Always check the results to make sure R did what you wanted.

2.6 Manipulate matrix objects

Some functions will give a matrix as output, which is not as convenient for data as a data frame. For example, all columns of a matrix must be of the same data type. Briefly, here’s how to manipulate matrices and convert them to data frames.

Reshape a vector to a matrix

Use matrix to reshape a vector into a matrix. For example, if

x <- c(1,2,3,4,5,6)
xmat <- matrix(x,nrow=2)

Yields the matrix:

      [,1] [,2] [,3]
[1,]    1    3    5
[2,]    2    4    6

and

xmat <- matrix(x,nrow=2, byrow=TRUE)

Yields the matrix

      [,1] [,2] [,3]
[1,]    1    2    3
[2,]    4    5    6

Bind vectors to make a matrix

Use cbind to bind vectors in columns of equal length, and use rbind to bind them by rows instead. For example,

x <- c(1,2,3)
y <- c(4,5,6)
xmat <- cbind(x,y)

Yields the matrix:

     x y
[1,] 1 4
[2,] 2 5
[3,] 3 6

Access subsets of a matrix

Use integers in square brackets to access subsets of a matrix. Within square brackets, integers before the comma refer to rows, whereas integers after the comma indicate columns: [rows, columns].

xmat[2,3]       # value in the 2nd row, 3rd column of matrix
xmat[, 2]       # 2nd column of matrix (result is a vector)
xmat[2, ]       # 2nd row of matrix (result is a vector)
xmat[ ,c(2,3)]  # matrix subset containing columns 2 and 3 only
xmat[-1, ]      # matrix subset leaving out first row
xmat[1:3,1:2]   # submatrix containing first 3 rows and first 2 columns only

Useful matrix functions

dim(xmat)     # dimensions (rows & columns) of a matrix
ncol(xmat)    # number of columns in matrix
nrow(xmat)    # number of rows
t(xmat)       # transpose a matrix

Convert a matrix to a data.frame

mydata <- as.data.frame(xmat, stringsAsFactors = FALSE)

The stringsAsFactors = FALSE is optional but recommended to preserve character data. Otherwise character variables are converted to factors.

Always check the results to make sure R did what you wanted.

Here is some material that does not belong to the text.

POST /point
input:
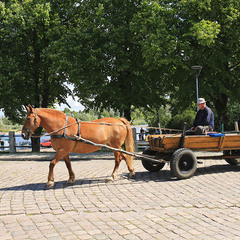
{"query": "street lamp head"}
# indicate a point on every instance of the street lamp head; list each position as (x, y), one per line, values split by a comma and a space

2.7 Manipulate list objects

Some R functions will output results as a list. A list is a collection of R objects bundled together in a single object. The component objects can be anything at all: vectors, matrices, data frames, and even other lists. The different objects needn’t have the same length or number of rows and columns.

Create list

Use the list command to create a list of multiple objects. For example, here two vectors are bundled into a list

x <- c(1,2,3,4,5,6,7)
y <- c("a","b","c","d","e")
mylist <- list(x,y)                   # simple version
mylist <- list(name1 = x, name2 = y)  # names each list object

Entering mylist in the R command window shows the contents of the list, which is

[[1]]
[1] 1 2 3 4 5 6 7

[[2]]
[1] "a" "b" "c" "d" "e"

if the components were left unnamed, or

$name1
[1] 1 2 3 4 5 6 7

$name2
[1] "a" "b" "c" "d" "e"

if you named the list components.

Add to an existing list

Use the “$” symbol to name a new object in the list.

z <- c("A","C","G","T")
mylist$name3 <- z

Access list components

Use the “$” to grab a named object in a list. Or, use an integer between double square brackets,

mylist$name2        # the 2nd list object
mylist[[2]]         # the 2nd list component, here a vector
mylist[[1]][4]      # the 4th element of the 1st list component, here "4"

Useful list functions

names(mylist)              # NULL if components are unnamed
unlist(mylist)             # collapse list to a single vector

Convert list to data frame

This is advised only if all list objects are vectors of equal length.

x <- c(1,2,3,4,5,6,7)
y <- c("a","b","c","d","e","f","g")
mylist <- list(x = x, y = y)
mydata <- do.call("cbind.data.frame", list(mylist, stringsAsFactors=FALSE))

Notice how the option stringsAsFactors = FALSE for the command cbind.data.frame is contained inside the list() argument of do.call.

Always check the results to make sure R did what you wanted.